Add heavily verbose/redundant math equations that take up multiple lines with each operation saving to a new variable, then either decrease the number of variable declarations or condense/simplify the math occasionally. Repeat with each new function. Killing two metrics at once LOC and the removal of LOC for older functions. Guaranteed promotions. lol
Management: Gee whiz, we really have no idea how to gauge productivity to decide who gets promoted. We could manage. Or, better, we could just have someone write a script that pulls info from git on how many lines of code each person has written.
Programmers:
I promote based on lines of code removed.
Which is all the easier to do when you start off with a higher number…

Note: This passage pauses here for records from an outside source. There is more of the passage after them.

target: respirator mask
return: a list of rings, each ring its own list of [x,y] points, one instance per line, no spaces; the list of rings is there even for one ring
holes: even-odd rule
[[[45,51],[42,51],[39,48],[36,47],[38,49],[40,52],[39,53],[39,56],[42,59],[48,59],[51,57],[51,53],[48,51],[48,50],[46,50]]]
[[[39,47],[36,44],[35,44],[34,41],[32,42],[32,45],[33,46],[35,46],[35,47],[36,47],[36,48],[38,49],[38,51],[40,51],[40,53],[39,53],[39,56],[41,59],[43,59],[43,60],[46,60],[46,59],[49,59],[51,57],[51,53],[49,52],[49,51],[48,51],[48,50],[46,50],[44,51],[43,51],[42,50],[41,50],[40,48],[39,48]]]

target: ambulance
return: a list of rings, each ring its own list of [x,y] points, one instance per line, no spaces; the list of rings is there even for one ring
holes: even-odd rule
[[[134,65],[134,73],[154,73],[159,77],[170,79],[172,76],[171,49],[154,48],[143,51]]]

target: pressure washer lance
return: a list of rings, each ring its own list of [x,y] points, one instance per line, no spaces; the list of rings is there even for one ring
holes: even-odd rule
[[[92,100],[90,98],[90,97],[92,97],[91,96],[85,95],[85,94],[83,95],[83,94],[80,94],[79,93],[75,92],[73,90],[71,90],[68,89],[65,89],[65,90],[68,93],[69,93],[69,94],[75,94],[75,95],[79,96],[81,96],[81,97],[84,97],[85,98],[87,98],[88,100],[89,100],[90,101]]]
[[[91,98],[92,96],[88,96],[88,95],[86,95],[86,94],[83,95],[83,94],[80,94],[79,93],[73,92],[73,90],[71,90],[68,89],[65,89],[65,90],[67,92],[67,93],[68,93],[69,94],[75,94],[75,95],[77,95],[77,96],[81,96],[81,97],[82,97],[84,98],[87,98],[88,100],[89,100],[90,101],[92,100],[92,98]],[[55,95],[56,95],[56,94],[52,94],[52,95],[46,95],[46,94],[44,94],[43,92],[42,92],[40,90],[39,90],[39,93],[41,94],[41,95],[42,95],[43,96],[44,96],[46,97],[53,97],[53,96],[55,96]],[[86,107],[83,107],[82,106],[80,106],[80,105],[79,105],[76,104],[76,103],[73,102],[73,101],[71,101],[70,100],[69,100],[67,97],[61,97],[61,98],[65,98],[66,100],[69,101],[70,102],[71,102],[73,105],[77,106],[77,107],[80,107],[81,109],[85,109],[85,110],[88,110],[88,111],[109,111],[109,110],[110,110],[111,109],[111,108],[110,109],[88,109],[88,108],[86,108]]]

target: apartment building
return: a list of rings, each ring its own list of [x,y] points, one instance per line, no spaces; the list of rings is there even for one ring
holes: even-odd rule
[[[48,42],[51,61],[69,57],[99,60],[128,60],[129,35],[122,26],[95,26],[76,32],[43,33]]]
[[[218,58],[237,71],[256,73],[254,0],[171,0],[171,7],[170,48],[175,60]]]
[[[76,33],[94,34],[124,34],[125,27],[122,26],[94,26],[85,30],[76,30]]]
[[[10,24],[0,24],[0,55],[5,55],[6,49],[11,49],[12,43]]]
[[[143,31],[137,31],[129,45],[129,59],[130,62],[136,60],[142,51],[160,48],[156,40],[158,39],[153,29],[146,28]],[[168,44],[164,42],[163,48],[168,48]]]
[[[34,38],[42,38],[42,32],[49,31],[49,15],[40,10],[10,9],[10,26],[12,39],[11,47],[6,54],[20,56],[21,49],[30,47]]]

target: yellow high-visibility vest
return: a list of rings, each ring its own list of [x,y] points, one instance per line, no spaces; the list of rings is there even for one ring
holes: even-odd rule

Add heavily verbose/redundant math equations that take up multiple lines with each operation saving to a new variable, then either decrease the number of variable declarations or condense/simplify the math occasionally. Repeat with each new function. Killing two metrics at once LOC and the removal of LOC for older functions. Guaranteed promotions. lol
I quit based on idiotic metrics
Ah, the idiotic idiotic metric metric.
Are you 14?
I’m sure it was meant as a joke, not a serious criticism.
I think we can all agree that managers who have no idea what’s important absolutely suck
I love deleting code, including my own, more than writing code. That’s a killer metric imo.